The Customer has the right to access, rectify, or request erasure of their personal data, subject to applicable legal and regulatory retention requirements. Data subject requests may be submitted to the DPO at the Company’s registered address or via the Platform.
13. Termination
Either party may terminate the business relationship by giving written notice to the other. The Company may terminate with immediate effect where:
• the Customer has materially breached these Terms and, where the breach is capable of remedy, has failed to remedy it within 14 days of written notice;
• the Company is required to do so by law, regulation, or order of a competent authority;
• the Customer fails to complete KYC/AML verification within the timeframe required by the Company; or
• continued engagement presents an unacceptable regulatory, legal, or reputational risk.
Upon termination, all escrowed funds will be settled or returned in accordance with the Conditions of Release and the applicable Escrow Agreement. Where a dispute prevents release, the Company will retain the funds until the dispute is resolved in accordance with clause 6.
Termination does not affect any rights or obligations that have accrued prior to the date of termination. Clauses relating to liability, data protection, governing law, and complaints handling survive termination.
14. Amendments
The Company reserves the right to amend these Terms at any time. Material amendments will be notified to the Customer by email or through the Platform at least 30 days prior to the amendments taking effect.
Amendments required to comply with a change in applicable law or regulation may take effect with shorter notice where the Company is required by law to implement them without delay. The Company will provide as much notice as is reasonably practicable in such circumstances.
Continued use of the services following the effective date of an amendment constitutes acceptance of the amended Terms. If the Customer does not accept the amended Terms, they must notify the Company in writing before the effective date and may terminate the relationship in accordance with clause 13.
15. Governing Law and Jurisdiction
These Terms are governed by and construed in accordance with the laws of the Republic of Cyprus. Any dispute arising out of or in connection with these Terms, including disputes relating to their existence, validity, or termination, shall be subject to the exclusive jurisdiction of the courts of Cyprus.

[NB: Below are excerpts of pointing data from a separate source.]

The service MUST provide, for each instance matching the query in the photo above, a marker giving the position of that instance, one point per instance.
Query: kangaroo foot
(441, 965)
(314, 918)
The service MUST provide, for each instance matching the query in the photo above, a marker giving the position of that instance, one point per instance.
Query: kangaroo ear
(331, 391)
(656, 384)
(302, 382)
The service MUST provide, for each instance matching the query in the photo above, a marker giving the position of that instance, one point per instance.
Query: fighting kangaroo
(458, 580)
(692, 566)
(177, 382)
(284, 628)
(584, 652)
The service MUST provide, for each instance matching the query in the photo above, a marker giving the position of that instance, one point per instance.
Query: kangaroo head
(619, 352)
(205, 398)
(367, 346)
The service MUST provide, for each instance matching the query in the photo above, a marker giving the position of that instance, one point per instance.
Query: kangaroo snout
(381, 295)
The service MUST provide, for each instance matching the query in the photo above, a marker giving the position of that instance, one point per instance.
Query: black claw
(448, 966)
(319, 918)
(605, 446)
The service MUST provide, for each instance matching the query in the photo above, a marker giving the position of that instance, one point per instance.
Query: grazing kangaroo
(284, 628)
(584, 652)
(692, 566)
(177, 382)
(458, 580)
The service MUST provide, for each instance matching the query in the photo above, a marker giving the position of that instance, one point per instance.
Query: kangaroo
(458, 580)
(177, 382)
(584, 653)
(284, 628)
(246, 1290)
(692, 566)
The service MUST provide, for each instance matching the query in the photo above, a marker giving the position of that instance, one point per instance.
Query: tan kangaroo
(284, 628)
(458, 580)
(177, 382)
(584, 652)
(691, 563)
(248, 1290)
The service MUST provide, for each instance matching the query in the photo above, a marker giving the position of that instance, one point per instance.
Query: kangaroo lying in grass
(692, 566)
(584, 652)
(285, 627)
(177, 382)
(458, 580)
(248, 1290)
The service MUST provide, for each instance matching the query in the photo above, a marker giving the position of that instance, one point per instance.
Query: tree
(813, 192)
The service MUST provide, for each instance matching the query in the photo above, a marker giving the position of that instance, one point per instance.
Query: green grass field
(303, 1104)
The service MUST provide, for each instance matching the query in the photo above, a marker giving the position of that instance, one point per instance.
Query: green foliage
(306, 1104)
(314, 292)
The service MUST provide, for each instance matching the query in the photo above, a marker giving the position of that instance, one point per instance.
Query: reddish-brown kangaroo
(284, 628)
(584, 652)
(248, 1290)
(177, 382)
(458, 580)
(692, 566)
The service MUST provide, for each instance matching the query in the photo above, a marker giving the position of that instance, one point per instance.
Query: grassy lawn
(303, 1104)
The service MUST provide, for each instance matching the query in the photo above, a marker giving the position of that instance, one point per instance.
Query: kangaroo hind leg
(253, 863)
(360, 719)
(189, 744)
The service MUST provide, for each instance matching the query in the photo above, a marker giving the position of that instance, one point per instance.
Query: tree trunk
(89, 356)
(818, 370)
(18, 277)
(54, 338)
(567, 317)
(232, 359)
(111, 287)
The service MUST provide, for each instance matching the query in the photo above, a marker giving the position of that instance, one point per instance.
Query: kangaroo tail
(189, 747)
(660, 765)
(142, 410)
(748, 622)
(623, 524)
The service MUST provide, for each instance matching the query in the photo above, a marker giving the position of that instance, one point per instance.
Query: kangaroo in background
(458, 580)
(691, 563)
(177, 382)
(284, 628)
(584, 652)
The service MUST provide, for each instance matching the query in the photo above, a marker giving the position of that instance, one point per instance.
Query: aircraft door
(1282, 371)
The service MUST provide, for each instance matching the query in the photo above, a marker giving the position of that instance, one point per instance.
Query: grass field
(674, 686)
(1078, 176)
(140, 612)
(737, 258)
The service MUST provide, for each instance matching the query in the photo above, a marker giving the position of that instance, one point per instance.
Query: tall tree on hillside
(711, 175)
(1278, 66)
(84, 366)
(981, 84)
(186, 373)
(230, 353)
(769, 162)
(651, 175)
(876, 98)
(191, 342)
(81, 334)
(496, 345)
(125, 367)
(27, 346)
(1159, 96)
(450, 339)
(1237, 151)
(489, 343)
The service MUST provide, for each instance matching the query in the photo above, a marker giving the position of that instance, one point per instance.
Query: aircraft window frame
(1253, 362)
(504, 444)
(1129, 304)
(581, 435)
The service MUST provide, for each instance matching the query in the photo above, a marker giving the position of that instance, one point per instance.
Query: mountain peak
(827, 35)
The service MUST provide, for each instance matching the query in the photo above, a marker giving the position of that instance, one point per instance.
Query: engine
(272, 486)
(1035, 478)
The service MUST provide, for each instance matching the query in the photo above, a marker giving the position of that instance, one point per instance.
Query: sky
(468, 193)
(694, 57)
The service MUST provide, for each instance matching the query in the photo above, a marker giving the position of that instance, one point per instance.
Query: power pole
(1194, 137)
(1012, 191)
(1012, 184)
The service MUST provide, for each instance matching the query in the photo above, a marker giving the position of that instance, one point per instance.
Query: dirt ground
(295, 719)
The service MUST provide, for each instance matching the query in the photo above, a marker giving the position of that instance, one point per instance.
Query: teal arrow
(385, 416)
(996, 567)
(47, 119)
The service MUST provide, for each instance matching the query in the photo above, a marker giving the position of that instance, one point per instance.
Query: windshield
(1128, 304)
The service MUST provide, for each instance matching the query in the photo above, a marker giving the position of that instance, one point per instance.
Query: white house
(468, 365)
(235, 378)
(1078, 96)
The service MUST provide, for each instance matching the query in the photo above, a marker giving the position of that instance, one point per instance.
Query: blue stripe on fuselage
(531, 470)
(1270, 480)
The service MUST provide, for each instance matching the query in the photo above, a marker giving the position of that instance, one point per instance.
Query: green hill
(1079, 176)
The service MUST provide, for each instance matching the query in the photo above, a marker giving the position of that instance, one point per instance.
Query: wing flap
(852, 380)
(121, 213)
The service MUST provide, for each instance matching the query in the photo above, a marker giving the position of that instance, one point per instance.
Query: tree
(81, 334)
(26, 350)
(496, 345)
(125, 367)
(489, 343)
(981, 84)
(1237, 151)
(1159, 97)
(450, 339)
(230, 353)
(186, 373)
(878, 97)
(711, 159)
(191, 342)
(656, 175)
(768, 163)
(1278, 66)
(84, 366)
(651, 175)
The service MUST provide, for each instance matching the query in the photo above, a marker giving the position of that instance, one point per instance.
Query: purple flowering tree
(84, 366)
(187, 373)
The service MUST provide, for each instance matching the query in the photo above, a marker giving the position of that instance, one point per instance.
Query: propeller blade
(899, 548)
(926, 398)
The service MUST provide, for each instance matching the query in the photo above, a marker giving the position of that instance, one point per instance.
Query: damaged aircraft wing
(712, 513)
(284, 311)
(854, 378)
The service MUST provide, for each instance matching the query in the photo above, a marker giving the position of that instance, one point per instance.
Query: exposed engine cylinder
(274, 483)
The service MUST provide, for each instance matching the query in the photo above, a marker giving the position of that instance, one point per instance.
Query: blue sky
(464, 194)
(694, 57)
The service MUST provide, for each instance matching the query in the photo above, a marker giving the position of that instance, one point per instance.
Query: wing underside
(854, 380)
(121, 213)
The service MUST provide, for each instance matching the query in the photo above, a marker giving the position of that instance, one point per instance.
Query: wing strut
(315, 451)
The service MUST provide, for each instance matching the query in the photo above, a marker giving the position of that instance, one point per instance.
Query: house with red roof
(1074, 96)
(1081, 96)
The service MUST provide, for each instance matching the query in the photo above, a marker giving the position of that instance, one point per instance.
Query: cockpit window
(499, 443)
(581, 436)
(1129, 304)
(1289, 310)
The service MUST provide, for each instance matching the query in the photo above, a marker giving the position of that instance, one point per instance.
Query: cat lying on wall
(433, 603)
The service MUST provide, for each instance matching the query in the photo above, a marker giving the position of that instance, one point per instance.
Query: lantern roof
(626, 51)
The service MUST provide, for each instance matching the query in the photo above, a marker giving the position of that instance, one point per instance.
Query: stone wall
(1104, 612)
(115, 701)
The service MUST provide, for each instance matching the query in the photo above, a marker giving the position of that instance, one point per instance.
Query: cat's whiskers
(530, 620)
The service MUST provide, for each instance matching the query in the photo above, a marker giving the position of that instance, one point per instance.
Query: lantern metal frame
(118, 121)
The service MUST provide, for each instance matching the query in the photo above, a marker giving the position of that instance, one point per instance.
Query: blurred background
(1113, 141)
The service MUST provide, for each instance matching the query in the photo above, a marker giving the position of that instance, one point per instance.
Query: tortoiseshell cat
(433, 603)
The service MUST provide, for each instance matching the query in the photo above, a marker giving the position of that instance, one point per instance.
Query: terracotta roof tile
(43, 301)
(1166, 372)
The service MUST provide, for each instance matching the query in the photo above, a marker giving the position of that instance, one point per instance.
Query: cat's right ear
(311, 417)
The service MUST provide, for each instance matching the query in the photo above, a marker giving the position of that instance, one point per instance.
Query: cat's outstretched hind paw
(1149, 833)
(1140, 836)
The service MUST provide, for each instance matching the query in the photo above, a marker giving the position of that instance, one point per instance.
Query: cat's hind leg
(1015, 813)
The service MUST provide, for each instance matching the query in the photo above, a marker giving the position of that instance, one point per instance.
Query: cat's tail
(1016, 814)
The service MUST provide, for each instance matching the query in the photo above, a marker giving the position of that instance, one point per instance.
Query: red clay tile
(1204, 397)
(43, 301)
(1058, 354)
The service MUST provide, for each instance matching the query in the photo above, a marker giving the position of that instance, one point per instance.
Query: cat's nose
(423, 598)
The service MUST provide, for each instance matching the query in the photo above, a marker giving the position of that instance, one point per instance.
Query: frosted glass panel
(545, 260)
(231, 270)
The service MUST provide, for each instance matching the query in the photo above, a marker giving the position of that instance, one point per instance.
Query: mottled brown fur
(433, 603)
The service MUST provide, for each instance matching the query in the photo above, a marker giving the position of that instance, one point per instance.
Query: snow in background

Nothing in this clause limits the Customer’s statutory rights, including any right to escalate complaints to CySEC, the Central Bank of Cyprus, or other competent regulatory authorities as set out in clause 11.
16. General Provisions
• Severability: if any provision of these Terms is found to be invalid or unenforceable, the remaining provisions will continue in full force.
• Entire Agreement: these Terms, together with any applicable Service Agreement and Escrow Agreement, constitute the entire agreement between the parties in respect of the subject matter and supersede all prior representations and arrangements.
• Waiver: failure by the Company to enforce any provision of these Terms does not constitute a waiver of the right to enforce it in future.
• Assignment: the Customer may not assign or transfer any rights or obligations under these Terms without the prior written consent of the Company. The Company may assign its rights and obligations in connection with any corporate restructuring or regulatory transfer, subject to giving reasonable notice.
• Force Majeure: the Company shall not be liable for any failure or delay in performance caused by circumstances beyond its reasonable control, including acts of God, government action, banking system failures, or cyber-incidents, provided it takes reasonable steps to mitigate the impact and notifies the Customer promptly.